🤖 AI Summary
This paper identifies a pervasive “temporal forgetting” phenomenon in large language model (LLM) fine-tuning: models progressively lose early-acquired reasoning capabilities during later training stages—a pattern observed across model scales, fine-tuning paradigms (supervised fine-tuning and reinforcement learning), and multiple reasoning benchmarks. To address this, we propose **Temporal Sampling Decoding (TSD)**, a post-hoc inference-time method that dynamically aggregates generations from multiple checkpoints along the training trajectory—requiring no retraining and introducing no additional parameters. We further extend TSD to LoRA adapters, enabling near-full-parameter performance using only lightweight weight snapshots. On multiple reasoning benchmarks, TSD improves Pass@k by 4–19 points and delivers consistent gains in Majority@k. The LoRA-adapted variant reduces storage overhead by over 90% compared to full-weight checkpoint ensembling.
📝 Abstract
Fine-tuning large language models (LLMs) is intended to improve their reasoning capabilities, yet we uncover a counterintuitive effect: models often forget how to solve problems they previously answered correctly during training. We term this phenomenon temporal forgetting and show that it is widespread across model sizes, fine-tuning methods (both Reinforcement Learning and Supervised Fine-Tuning), and multiple reasoning benchmarks. To address this gap, we introduce Temporal Sampling, a simple decoding strategy that draws outputs from multiple checkpoints along the training trajectory.

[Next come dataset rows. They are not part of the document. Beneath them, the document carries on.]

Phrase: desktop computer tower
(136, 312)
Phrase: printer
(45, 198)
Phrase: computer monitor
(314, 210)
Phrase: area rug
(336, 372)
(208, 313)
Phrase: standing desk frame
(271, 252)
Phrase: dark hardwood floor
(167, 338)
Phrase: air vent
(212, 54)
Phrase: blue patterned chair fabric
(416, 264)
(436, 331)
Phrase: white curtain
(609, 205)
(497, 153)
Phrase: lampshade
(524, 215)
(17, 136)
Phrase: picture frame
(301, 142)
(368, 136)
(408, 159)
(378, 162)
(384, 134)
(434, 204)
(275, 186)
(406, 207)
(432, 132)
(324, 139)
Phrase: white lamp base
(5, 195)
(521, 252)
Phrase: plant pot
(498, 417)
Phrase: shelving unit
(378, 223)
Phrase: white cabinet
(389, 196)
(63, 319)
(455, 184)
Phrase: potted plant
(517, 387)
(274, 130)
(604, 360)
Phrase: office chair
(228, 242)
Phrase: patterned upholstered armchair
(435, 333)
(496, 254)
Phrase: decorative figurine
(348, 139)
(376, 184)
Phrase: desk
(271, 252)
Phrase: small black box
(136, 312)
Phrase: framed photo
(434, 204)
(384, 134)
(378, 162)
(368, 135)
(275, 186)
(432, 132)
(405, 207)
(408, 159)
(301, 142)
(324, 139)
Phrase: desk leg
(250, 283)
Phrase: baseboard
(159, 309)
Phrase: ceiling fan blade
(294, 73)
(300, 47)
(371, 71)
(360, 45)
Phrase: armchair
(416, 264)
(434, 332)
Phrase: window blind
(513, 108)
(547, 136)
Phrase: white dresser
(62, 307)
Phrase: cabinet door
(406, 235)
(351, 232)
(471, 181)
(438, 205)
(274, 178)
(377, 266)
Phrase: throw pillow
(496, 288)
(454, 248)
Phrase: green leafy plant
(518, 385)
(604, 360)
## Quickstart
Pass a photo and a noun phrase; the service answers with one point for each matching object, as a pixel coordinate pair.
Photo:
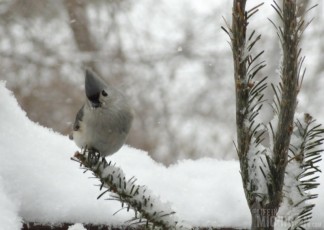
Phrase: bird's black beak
(93, 88)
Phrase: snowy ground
(39, 182)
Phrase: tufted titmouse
(103, 122)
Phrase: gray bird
(103, 122)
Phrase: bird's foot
(93, 156)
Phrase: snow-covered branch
(148, 208)
(301, 173)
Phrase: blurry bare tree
(170, 57)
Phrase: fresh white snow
(39, 182)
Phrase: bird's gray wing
(78, 119)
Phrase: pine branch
(149, 210)
(302, 172)
(285, 100)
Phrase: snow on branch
(148, 208)
(301, 173)
(249, 90)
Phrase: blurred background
(170, 57)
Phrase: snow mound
(39, 182)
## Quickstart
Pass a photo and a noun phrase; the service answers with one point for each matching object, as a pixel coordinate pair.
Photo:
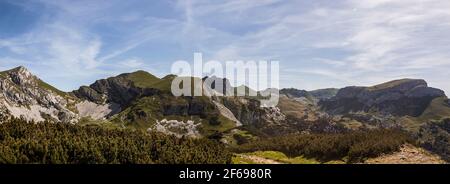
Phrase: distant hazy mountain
(140, 100)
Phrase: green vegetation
(59, 143)
(282, 158)
(387, 85)
(143, 79)
(354, 146)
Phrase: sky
(319, 44)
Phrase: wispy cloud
(328, 43)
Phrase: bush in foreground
(58, 143)
(353, 146)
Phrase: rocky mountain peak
(21, 75)
(398, 97)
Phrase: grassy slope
(437, 110)
(388, 84)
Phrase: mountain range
(140, 100)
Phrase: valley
(355, 124)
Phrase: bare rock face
(23, 95)
(400, 97)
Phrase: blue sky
(320, 43)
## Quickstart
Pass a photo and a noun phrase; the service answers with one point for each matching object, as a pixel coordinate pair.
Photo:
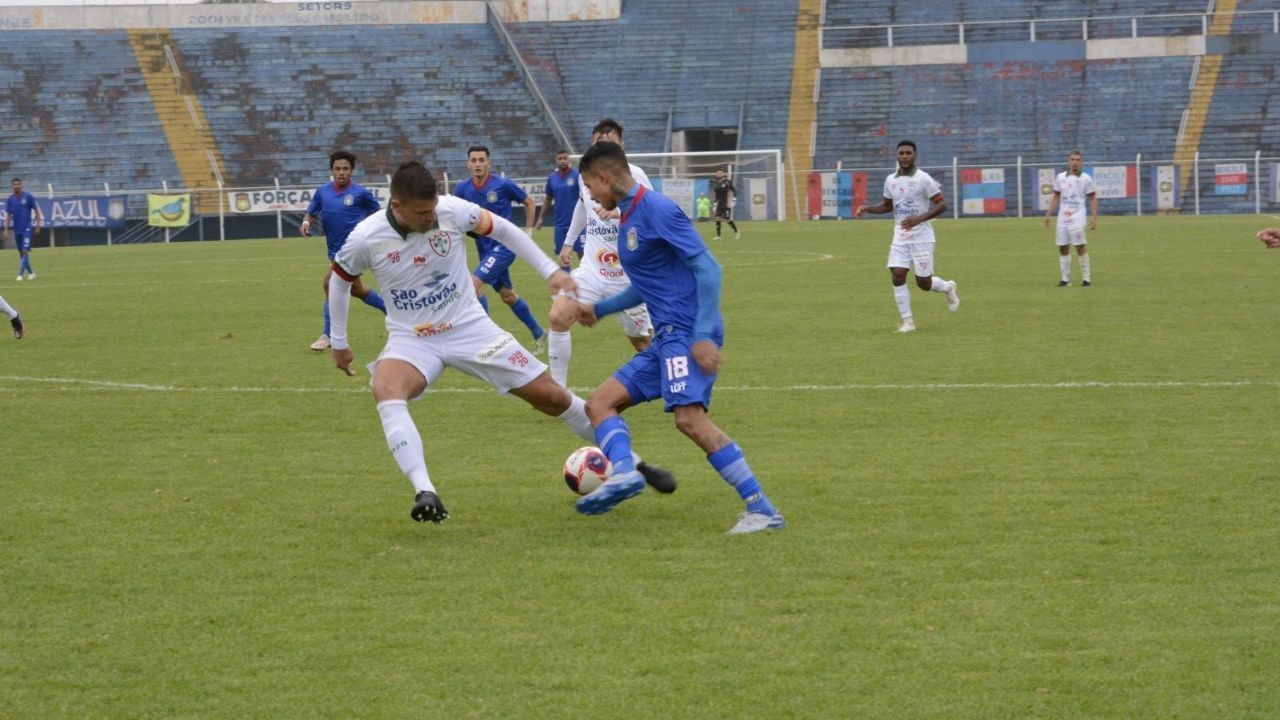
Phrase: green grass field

This approach recovers forgotten solutions without retraining or ensembling, and leads to substantial improvements in reasoning performance, gains from 4 to 19 points in Pass@k and consistent gains in Majority@k across several benchmarks. We further extend our method to LoRA-adapted models, demonstrating that storing only adapter weights across checkpoints achieves similar benefits with minimal storage cost. By leveraging the temporal diversity inherent in training, Temporal Sampling offers a practical, compute-efficient way to surface hidden reasoning ability and rethink how we evaluate LLMs.